Immobilienkauf

Österreicher vererben pro Jahr Immobilien um 10 Milliarden Euro

von Redaktion am Montag, 3. Dezember 2012
Immobilie Kirche am Achensee
In ländlichen Gegenden werden besonders häufig Immobilien vererbt. Foto: Rolf / PIXELIO

Noch nie war der Wert der privaten Immobilien in Österreich so hoch wie heute, aktuell ist er sogar doppelt so hoch als der Geldvermögenswert. Jährlich beträgt der Wert der vererbten Immobilien zehn Milliarden Euro. Das ergab eine Studie der GfK.

Das Ergebnis: 74 Prozent der 1.800 Studienteilnehmer über 50 Jahren eine Immobilie hinterlassen werden. Der durchschnittliche Wert der vererbten Immobilien liegt bei 220.000 Euro. Dass der Wert im Westen höher als im Osten ist, begründet sich durch die höheren Grundstückspreise. Geld erhalten die Erben von 65 Prozent der Befragten.

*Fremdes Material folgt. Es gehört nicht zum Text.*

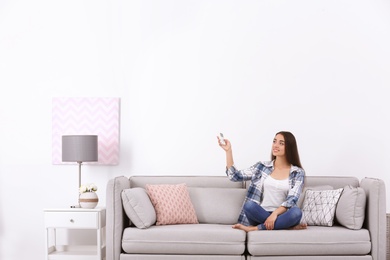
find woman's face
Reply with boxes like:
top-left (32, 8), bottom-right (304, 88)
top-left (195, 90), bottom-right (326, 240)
top-left (272, 134), bottom-right (285, 157)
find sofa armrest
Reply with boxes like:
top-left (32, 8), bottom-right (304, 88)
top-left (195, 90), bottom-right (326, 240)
top-left (106, 176), bottom-right (130, 260)
top-left (360, 178), bottom-right (386, 260)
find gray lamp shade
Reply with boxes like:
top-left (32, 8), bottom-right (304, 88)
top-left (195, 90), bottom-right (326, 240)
top-left (62, 135), bottom-right (98, 162)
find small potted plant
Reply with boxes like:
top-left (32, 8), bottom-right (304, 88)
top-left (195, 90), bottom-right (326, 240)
top-left (79, 183), bottom-right (99, 209)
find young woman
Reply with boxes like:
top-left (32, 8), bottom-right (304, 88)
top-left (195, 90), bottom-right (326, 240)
top-left (219, 132), bottom-right (306, 232)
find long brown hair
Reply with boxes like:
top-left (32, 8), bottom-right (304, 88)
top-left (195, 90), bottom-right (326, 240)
top-left (271, 131), bottom-right (303, 168)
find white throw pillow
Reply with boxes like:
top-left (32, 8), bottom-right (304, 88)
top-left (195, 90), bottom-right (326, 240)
top-left (297, 185), bottom-right (333, 209)
top-left (301, 188), bottom-right (343, 227)
top-left (336, 185), bottom-right (366, 229)
top-left (122, 188), bottom-right (156, 228)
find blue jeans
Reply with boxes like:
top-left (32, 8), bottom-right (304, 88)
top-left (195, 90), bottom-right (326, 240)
top-left (244, 201), bottom-right (302, 230)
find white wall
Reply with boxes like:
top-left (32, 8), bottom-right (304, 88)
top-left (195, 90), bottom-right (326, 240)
top-left (0, 0), bottom-right (390, 260)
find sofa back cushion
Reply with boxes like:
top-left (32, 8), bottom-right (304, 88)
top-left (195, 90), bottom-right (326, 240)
top-left (129, 175), bottom-right (247, 224)
top-left (188, 187), bottom-right (247, 225)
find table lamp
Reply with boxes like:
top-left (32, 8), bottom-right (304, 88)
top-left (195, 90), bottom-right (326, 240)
top-left (62, 135), bottom-right (98, 194)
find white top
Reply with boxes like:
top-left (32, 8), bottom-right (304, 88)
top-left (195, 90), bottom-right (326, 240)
top-left (261, 176), bottom-right (289, 211)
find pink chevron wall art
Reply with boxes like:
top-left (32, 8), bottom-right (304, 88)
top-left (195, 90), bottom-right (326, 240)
top-left (52, 97), bottom-right (120, 165)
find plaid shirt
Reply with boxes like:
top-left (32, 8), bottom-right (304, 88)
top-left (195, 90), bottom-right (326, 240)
top-left (226, 161), bottom-right (305, 225)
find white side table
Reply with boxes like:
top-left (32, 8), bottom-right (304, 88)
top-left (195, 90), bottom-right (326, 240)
top-left (44, 208), bottom-right (106, 260)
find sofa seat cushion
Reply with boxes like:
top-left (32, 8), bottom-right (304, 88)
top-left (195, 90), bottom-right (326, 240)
top-left (122, 224), bottom-right (246, 255)
top-left (248, 226), bottom-right (371, 256)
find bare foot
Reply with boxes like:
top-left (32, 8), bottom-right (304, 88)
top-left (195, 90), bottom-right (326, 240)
top-left (289, 223), bottom-right (307, 230)
top-left (232, 224), bottom-right (257, 232)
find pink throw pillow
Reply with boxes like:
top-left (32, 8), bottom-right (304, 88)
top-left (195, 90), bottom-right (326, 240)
top-left (146, 184), bottom-right (199, 225)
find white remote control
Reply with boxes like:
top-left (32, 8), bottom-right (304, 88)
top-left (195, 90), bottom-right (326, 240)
top-left (218, 133), bottom-right (226, 145)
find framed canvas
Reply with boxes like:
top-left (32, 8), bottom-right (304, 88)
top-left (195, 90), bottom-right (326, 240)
top-left (52, 97), bottom-right (120, 165)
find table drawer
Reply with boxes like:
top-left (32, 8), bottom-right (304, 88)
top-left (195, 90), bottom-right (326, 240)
top-left (45, 212), bottom-right (99, 228)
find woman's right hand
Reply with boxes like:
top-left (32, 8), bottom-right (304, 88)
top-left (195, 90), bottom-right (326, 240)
top-left (217, 137), bottom-right (232, 152)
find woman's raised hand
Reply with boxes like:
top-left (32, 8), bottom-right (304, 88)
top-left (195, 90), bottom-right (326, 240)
top-left (217, 136), bottom-right (232, 151)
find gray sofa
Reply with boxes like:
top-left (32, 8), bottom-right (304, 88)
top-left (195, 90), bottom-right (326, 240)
top-left (106, 176), bottom-right (386, 260)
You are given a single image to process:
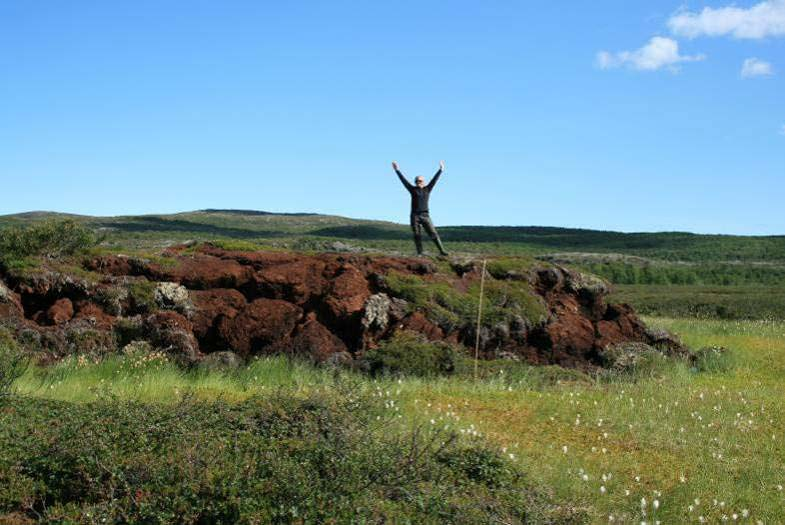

Vererbung von Immobilien und Geld unterliegt regionaler Beeinflussung

In der österreichischen Landeshauptstadt Wien leben die Menschen hauptsächlich zur Miete, weshalb nur 46 Prozent eine Immobilie weitergeben werden. In Niederösterreich dagegen geben 86 Prozent an, ihren Erben eine Immobilie zu vermachen. Im Gegensatz dazu halten 72 Prozent der Hauptstädter Geldvermögen als Nachlass bereit. Allerdings hat gerade diesen erst ein Drittel von ihnen geregelt. In allen Bundesländern haben sich dagegen bereits 42 Prozent um die Vorsorge für ihre Nachkommen gekümmert.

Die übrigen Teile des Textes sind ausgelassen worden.